The BRWC Review: Green Book

Green Book

By Grace Williams.

I am usually quite dubious of biopics. Nothing makes me angry more than something ‘based on a true story’ and then when you read the facts, nothing adds up and some of the best bits are inputted for ‘dramatic effect’ (par example in The Other Boleyn Girl where suddenly Anne Boleyn’s sister raises the future Queen Elizabeth…NOPE!). 

But, not only is Green Book a wonderful film that made me cry it was so good, it was BASED ENTIRELY IN FACT (well, I’d say 80%). It does help the writers has been developing the script for ages and happens to know the two leads very, very well. Nick Vallelonga, son of Tony Vallelonga (played note-perfect by Viggo Mortensen) has such a rich bank of facts that it’s very difficult to criticise much of this film.
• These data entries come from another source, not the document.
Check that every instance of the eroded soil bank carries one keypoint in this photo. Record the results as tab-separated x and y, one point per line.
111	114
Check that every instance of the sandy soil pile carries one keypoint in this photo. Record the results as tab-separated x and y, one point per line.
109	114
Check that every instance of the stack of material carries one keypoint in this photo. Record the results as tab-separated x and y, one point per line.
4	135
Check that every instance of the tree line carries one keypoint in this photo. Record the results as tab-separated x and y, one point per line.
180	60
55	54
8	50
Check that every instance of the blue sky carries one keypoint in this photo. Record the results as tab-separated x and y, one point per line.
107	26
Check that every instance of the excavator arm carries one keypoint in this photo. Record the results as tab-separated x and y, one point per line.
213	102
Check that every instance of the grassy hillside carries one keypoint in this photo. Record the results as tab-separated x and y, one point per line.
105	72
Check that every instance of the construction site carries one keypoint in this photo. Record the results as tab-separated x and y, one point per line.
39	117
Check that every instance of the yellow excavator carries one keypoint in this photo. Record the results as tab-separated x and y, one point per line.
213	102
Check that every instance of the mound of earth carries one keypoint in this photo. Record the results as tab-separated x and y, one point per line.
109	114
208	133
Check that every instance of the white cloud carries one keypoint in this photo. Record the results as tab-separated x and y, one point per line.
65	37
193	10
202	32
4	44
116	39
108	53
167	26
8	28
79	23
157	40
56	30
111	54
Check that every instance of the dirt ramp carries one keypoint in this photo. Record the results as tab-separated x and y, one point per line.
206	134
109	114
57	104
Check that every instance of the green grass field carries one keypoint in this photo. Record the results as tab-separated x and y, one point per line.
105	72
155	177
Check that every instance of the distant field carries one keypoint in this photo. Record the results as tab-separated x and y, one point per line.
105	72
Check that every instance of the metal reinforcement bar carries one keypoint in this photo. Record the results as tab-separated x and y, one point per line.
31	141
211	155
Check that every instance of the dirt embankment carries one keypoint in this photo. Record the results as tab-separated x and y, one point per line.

I have seen some critics do so, out of some sort of weird social justice duty, I think. 

Anyway, the film follows Tony Lip/Vallelonga, a racist New Yo-ik-er immigrant who finds himself out of work. He is head hunted by legendary pianist Don Shirley, who has heard about Tony’s amazing ability to ‘handle trouble’. Despite Tony’s initial reservations of ‘working for a man of colour’, he decides to go ahead and be Shirley’s driver for his tour of the South. 

Tony is brash, sneaky and brutish, whilst Shirley is dainty, polite and enigmatic. The two embark on a groovy, dangerous and life-life-changing journey through some of the most racist states of 50’s America. The Green Book, where the film takes it name, often means that Don and Tony are apart at night because of what hotel’s will let Don stay in, causing conflict, pain and self realisation. 

I was overwhelmed at how this film encapsulated and era so well, showed the ugly face of redemption whilst retaining charm, humour and compassion. Mahershala Ali has proved he is an acting power house with this film – give this man more golden statues, NOW!